At the start, we did not know what to expect - an experiment that presents so many variables and revealed existing behavioral trends and culture with pedestrians coming to us going, “is it really free”, “what are you selling me?” Questions on invisible power relations, surveillance, and objectification of space and participants were raised: What constitutes a public art intervention? How do we reach out to audiences outside the privileged art spheres, to challenge our usually spatial and social relations in direct encounters? But with those deliberations, also brought in new connections, not just between existing friends, couples, families and even bringing our foreign friends and local friends together. Singaporeans might not be known to be the most spontaneous crowd, but we’re so thankful to have opened a discursive space to present an opportunity for the public to insert their contents into the structures we (or they) have created. We saw teenagers using our speakers to have a mini karaoke session, parents bringing their kids to engage playfully. or just couples chilling on the beanbags, being completely present in the space. Most memorably, we also attracted a group of Turkish tourists that came over to hang out, which led up to an hour conversation sharing our local friends about their first time experience in Singapore.

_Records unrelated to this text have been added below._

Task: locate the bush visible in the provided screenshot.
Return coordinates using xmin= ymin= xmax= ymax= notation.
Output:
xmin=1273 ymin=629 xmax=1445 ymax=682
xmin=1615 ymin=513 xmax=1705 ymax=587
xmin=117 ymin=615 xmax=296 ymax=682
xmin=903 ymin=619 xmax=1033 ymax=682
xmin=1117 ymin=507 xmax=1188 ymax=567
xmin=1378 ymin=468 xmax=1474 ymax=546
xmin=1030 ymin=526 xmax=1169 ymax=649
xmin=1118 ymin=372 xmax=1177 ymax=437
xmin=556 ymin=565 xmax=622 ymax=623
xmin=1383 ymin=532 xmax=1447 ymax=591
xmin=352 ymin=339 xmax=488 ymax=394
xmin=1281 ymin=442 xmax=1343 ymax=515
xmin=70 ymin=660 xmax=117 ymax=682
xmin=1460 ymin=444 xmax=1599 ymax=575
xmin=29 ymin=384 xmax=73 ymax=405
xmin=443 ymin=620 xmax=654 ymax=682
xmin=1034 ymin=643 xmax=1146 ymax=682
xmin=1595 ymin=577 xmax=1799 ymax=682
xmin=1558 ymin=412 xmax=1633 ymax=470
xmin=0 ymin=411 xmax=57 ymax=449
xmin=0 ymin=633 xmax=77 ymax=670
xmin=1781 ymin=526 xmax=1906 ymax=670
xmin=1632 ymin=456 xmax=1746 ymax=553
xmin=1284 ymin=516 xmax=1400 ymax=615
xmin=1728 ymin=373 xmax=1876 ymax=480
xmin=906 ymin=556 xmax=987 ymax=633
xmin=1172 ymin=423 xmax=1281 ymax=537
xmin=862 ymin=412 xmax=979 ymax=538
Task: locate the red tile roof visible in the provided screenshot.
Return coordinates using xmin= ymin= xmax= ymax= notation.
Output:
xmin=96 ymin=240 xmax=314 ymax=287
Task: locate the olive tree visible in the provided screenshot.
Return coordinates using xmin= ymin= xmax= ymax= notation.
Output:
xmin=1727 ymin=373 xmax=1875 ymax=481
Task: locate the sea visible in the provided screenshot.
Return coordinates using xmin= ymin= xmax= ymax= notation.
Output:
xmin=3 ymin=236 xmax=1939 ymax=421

Our hearts are so full knowing that we’ve made a little difference to your otherwise typical day at Orchard Road and we’re here to share and spread the joy. It was a great learning experience to facilitate and generate a framework for interaction while collaborating to create a work that is conceptually provocative and distinctive. While there was the challenge of bringing in every individual’s expertise and interests and putting them into service in the collaboration and collective motivation, it was also a privilege to be working alongside with participants with incredible minds from different disciplines to collectively examine the precocity of our urban life and consider how we can conceive public spaces, and turn them into more meaningful social spaces. There are so many inspiring existing models to learn from and create, but the challenge of adapting them to the realities and possibilities of the environment we are working in remains. Despite blurring the boundaries between the art and experience, in the same way, authorship and collectivity are blended, the strengths of the communities were created, best in the process of exchanging authorship. I have always been interested in my art practice as a socially- centered disciplined, and in this case perhaps what art-making has to offer is not accurate representation but rather the complication of readings so that we can discover new questions. Nevertheless, as we all continue learning the nuances of these dynamics, this public art intervention is only a beginning - the means, not the end, of a bigger possibility that awaits.
About Shifting Concretes
Shifting Concretes is a public art project that focuses on how we inhabit our cities, as well as questioning who gets to shape the urban spaces we live in. The public intervention manifested in the main stretch of Orchard Road. The workshop series co-hosted with The Substation as part of the 2017 Discipline the City programme, which culminated in a participatory public art intervention, "Shifting Concretes: Can we 'Lepak' better at Orchard Road.
Over the course of a month, participants will be engaged in a series of workshops, working together to conceptualise an intervention that generates much-needed conversations and engagement with Orchard Road. Collectively, participants will reflect and reassess our urban experience in our city, cultivating a social experience of what truly makes this space a place for those who inhabit in it.